Estaba
sentado en el balcón de mi casa observando a mis nietos jugar con sus amigos.
Sus juegos eran extraños para mí, porque no corrían, no saltaban, no hacían
nada que me recordara los juegos de mi niñez. Tenían en la mano algo muy
pequeño y todos miraban muy atentos ahí, a una diminuta pantalla, de la cual
salían vivos colores. Estaban quietos y callados y de pronto saltaban y reían,
y de nuevo volvían a mirar dicho objeto. Yo recuerdo que jugábamos a las
canicas, a las chapas, al escondite, corríamos como si la vida nos fuera en
ello. Esos eran nuestros problemas más graves, no llegar el último. Nuestra
guerra de bolas de papel, eran las más atroces y violentas. ¡Qué tiempos
aquellos!
De vez
en cuando mis nietos se acercan a mi viejo sillón, del cual no me puedo
levantar, y les gusta que les cuente aquellas historias que viví cuando era
joven. Disfruto como un niño contándolas. Lo que más le gusta a Isabel es que
le cuente como conocí a Gabriela, su abuela.
Yo
vendía libros por las casas para ganarme unas” perrillas” después de hacer el
trabajo del campo, y sobre todo los días de lluvia. Llamé al número quince de
la calle gracia, ¡qué curioso el numero y la calle!, me abrió la puerta una
morena de ojos negros y pelo ondulado, sólo al verla me dio un vuelco el
corazón. Entablé conversación con ella, quería venderle una enciclopedia de la
historia de España, pero salió su padre con el ceño fruncido, alisándose el
bigote y preguntando que quien era a esas horas y con tanto palique. Cuando me
presenté y dije a lo que iba, me dio con la puerta en las narices, pero un buen
vendedor nunca desiste en el empeño y volví muchas veces a esa casa, hasta que
me compraron la enciclopedia y conquisté a esa linda chiquilla.
Me hice adicto al tabaco porque en mi época estaba
muy bien visto un hombre fumando, y yo quería seguir impresionando y conquistando
el corazón de mi amada.

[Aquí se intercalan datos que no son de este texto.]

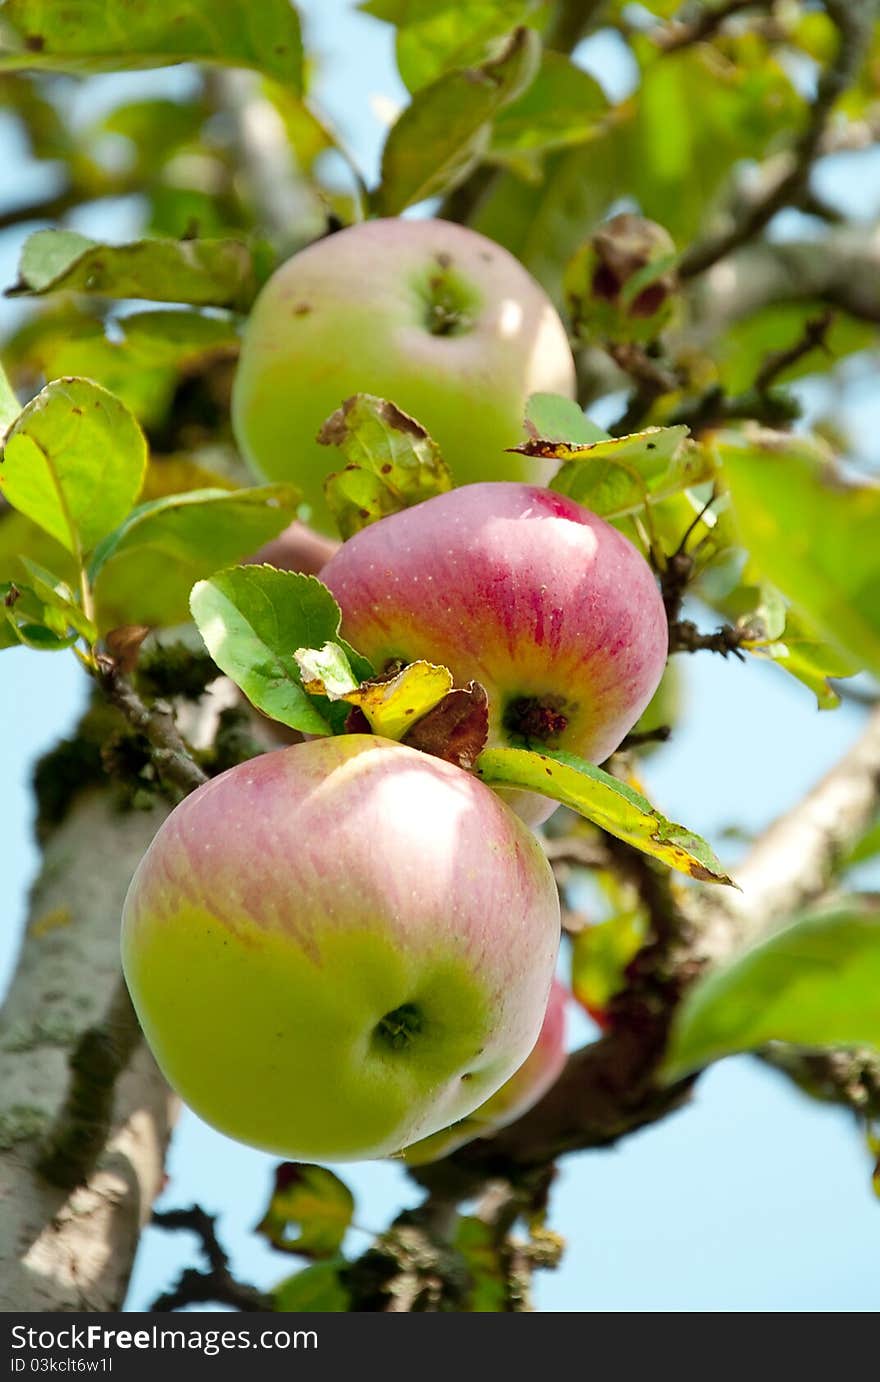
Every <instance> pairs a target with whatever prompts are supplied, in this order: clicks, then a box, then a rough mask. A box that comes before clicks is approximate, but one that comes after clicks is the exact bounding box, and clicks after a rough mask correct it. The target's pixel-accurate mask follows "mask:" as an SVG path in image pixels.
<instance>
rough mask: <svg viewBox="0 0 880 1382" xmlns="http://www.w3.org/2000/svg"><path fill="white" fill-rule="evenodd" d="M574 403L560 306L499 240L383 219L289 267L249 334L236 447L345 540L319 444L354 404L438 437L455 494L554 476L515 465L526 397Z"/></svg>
mask: <svg viewBox="0 0 880 1382" xmlns="http://www.w3.org/2000/svg"><path fill="white" fill-rule="evenodd" d="M540 391H548V392H557V394H565V395H566V397H568V398H573V395H575V363H573V359H572V352H571V348H569V344H568V336H566V333H565V328H564V326H562V322H561V321H559V316H558V315H557V311H555V308H554V307H553V304H551V301H550V299H548V297H547V296H546V294H544V292H543V289H542V287H539V285H537V283H536V282H535V281H533V279H532V278H530V275H529V274H528V272H526V271H525V269H524V268H522V265H521V264H519V263H518V261H517V260H515V258H514V257H513V256H511V254H508V253H507V250H504V249H501V247H500V246H499V245H496V243H495V242H493V240H489V239H486V238H485V236H482V235H478V234H477V232H475V231H471V229H467V228H466V227H463V225H455V224H452V223H449V221H431V220H420V221H405V220H377V221H365V223H363V224H361V225H352V227H350V228H348V229H344V231H337V232H336V234H334V235H330V236H327V238H326V239H322V240H316V242H315V243H314V245H309V246H308V247H307V249H304V250H301V252H300V253H298V254H294V256H293V258H290V260H287V263H286V264H282V267H280V268H279V269H278V271H276V272H275V274H274V275H272V278H271V279H269V281H268V283H267V285H265V287H264V289H262V292H261V293H260V297H258V299H257V303H256V304H254V308H253V312H251V316H250V321H249V323H247V328H246V330H245V339H243V343H242V354H240V359H239V366H238V372H236V377H235V387H233V394H232V423H233V428H235V434H236V438H238V442H239V446H240V449H242V452H243V455H245V457H246V460H247V462H249V464H250V466H251V467H253V468H254V471H256V473H257V474H258V475H261V477H265V478H267V480H285V481H290V482H293V484H296V485H298V486H300V488H301V491H303V498H304V500H305V503H307V504H308V506H309V510H311V514H309V522H311V524H312V527H315V528H318V529H319V531H322V532H333V533H334V532H336V528H334V524H333V520H332V517H330V513H329V510H327V507H326V503H325V498H323V481H325V480H326V477H327V475H329V474H330V473H332V471H334V470H340V468H341V464H343V462H341V457H340V456H338V453H334V451H333V448H327V446H321V445H318V442H316V435H318V431H319V428H321V426H322V423H323V422H325V420H326V419H327V417H329V416H330V413H333V412H334V410H336V409H337V408H340V406H341V404H343V402H344V401H345V399H347V398H350V397H351V395H352V394H358V392H367V394H377V395H380V397H381V398H388V399H391V402H394V404H396V405H398V406H399V408H402V409H403V410H405V412H408V413H410V415H412V416H413V417H416V419H417V422H420V423H421V424H423V426H424V427H427V428H428V431H430V433H431V435H432V437H434V439H435V441H437V442H438V445H439V448H441V451H442V453H443V457H445V460H446V463H448V466H449V467H450V470H452V475H453V480H455V481H456V484H467V482H470V481H474V480H533V481H537V482H540V481H543V480H546V478H548V477H550V473H551V471H550V466H548V463H547V462H542V460H533V459H529V457H525V456H513V455H508V453H506V451H504V448H506V446H515V445H517V444H518V442H521V441H522V435H524V434H522V420H524V415H525V404H526V399H528V397H529V394H533V392H540Z"/></svg>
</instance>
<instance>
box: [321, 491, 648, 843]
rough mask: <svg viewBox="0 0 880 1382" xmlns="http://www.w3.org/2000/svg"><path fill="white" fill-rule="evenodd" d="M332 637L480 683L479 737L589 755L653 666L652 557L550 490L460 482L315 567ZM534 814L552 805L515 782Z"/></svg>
mask: <svg viewBox="0 0 880 1382" xmlns="http://www.w3.org/2000/svg"><path fill="white" fill-rule="evenodd" d="M321 579H322V580H323V582H325V583H326V585H327V586H329V587H330V590H332V591H333V594H334V596H336V598H337V601H338V604H340V607H341V611H343V634H344V637H345V638H347V640H348V641H350V643H351V644H354V647H355V648H358V651H359V652H363V654H365V656H367V658H369V659H370V662H372V663H373V666H374V668H376V669H377V670H379V672H381V670H383V669H384V668H385V665H387V663H388V662H395V661H399V662H412V661H414V659H417V658H425V659H428V661H430V662H438V663H442V665H445V666H448V668H449V669H450V672H452V673H453V676H455V679H456V681H457V683H459V684H466V683H467V681H470V680H477V681H481V683H482V685H484V687H485V688H486V692H488V695H489V744H490V745H524V744H528V745H530V746H532V748H540V746H546V748H559V749H568V750H569V752H572V753H577V755H580V756H582V757H584V759H587V760H589V761H591V763H602V761H604V760H605V759H606V757H608V756H609V755H611V753H612V752H613V750H615V749H616V748H618V745H619V744H620V741H622V738H623V737H624V734H626V732H627V731H629V730H630V728H631V727H633V726H634V724H635V721H637V720H638V717H640V714H641V713H642V710H644V709H645V706H647V705H648V702H649V701H651V697H652V695H653V692H655V690H656V687H658V683H659V680H660V677H662V674H663V668H664V665H666V654H667V643H669V636H667V625H666V614H664V609H663V601H662V598H660V591H659V589H658V583H656V580H655V576H653V572H652V571H651V567H649V565H648V562H647V561H645V560H644V557H642V556H641V553H638V551H637V550H635V547H634V546H633V545H631V543H630V542H629V539H627V538H624V536H623V535H622V533H619V532H618V531H616V528H612V527H611V524H606V522H605V521H604V520H602V518H597V517H595V514H591V513H590V511H589V510H586V509H583V507H582V506H580V504H577V503H575V502H573V500H572V499H568V498H565V496H564V495H557V493H553V492H551V491H548V489H536V488H533V486H530V485H518V484H508V482H496V484H481V485H466V486H463V488H460V489H452V491H450V492H449V493H445V495H438V496H437V498H435V499H428V500H425V502H424V503H421V504H414V506H413V507H412V509H405V510H403V511H402V513H396V514H391V515H390V517H388V518H381V520H380V521H379V522H374V524H372V525H370V527H369V528H363V529H362V531H361V532H358V533H355V536H354V538H350V540H348V542H345V543H343V546H341V547H340V549H338V551H337V553H336V554H334V556H333V557H332V558H330V561H329V562H327V565H326V567H325V568H323V571H322V574H321ZM511 803H514V804H515V806H517V810H519V811H521V814H524V817H525V818H526V820H530V821H532V824H536V822H537V820H542V818H546V815H547V814H548V811H551V810H553V808H554V807H553V806H551V804H548V803H547V802H546V799H544V797H535V795H533V793H518V795H517V796H515V797H511Z"/></svg>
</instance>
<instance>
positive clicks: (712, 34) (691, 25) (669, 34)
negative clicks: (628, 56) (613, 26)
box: [651, 0, 775, 53]
mask: <svg viewBox="0 0 880 1382" xmlns="http://www.w3.org/2000/svg"><path fill="white" fill-rule="evenodd" d="M774 3H775V0H727V4H723V6H703V8H702V10H700V12H699V15H698V17H696V18H695V19H691V22H689V23H681V22H680V21H673V22H671V23H669V25H664V26H663V28H662V29H658V30H653V32H652V35H651V39H652V41H653V43H656V46H658V48H662V50H663V53H674V51H676V50H677V48H688V47H691V44H692V43H705V41H706V40H707V39H711V37H713V36H714V35H716V33H717V32H718V29H720V28H721V26H723V25H724V23H727V21H728V19H731V18H732V17H734V15H736V14H742V11H743V10H771V8H772V6H774Z"/></svg>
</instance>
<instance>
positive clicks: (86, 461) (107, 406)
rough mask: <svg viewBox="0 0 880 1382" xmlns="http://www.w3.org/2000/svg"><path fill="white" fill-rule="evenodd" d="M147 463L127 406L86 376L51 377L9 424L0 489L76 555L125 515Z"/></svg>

Entonces no me temblaban las manos al intentar
acariciar su pelo, mi sonrisa era limpia y brillante. Ahora veo los desastres
que ha hecho el tabaco en mí, por algo me llaman José el mellado.
Mi nieta disfrutaba cuando describía a la abuela,
decía que mi cara se transformaba, y que esa mirada triste y apagada que tenía
se volvía brillante y alegre. La recuerdo en la cocina con su cucharón de palo
removiendo el guiso de carne en la lumbre, era la reina de la cocina. Tuvimos
una gran familia. Ella me enseño que esta palabra tiene aromas, huele a guiso,
a aliento de canela en rama, a tierra mojada. En ninguna enciclopedia del mundo
dice que la palabra familia huele, pero yo aseguro que eso es cierto. Aún lloro
por ella, porque me veo cansado y viejo pero a pesar de todo, ya se me cuela
alguna sonrisa al verme rodeado de esta mi familia.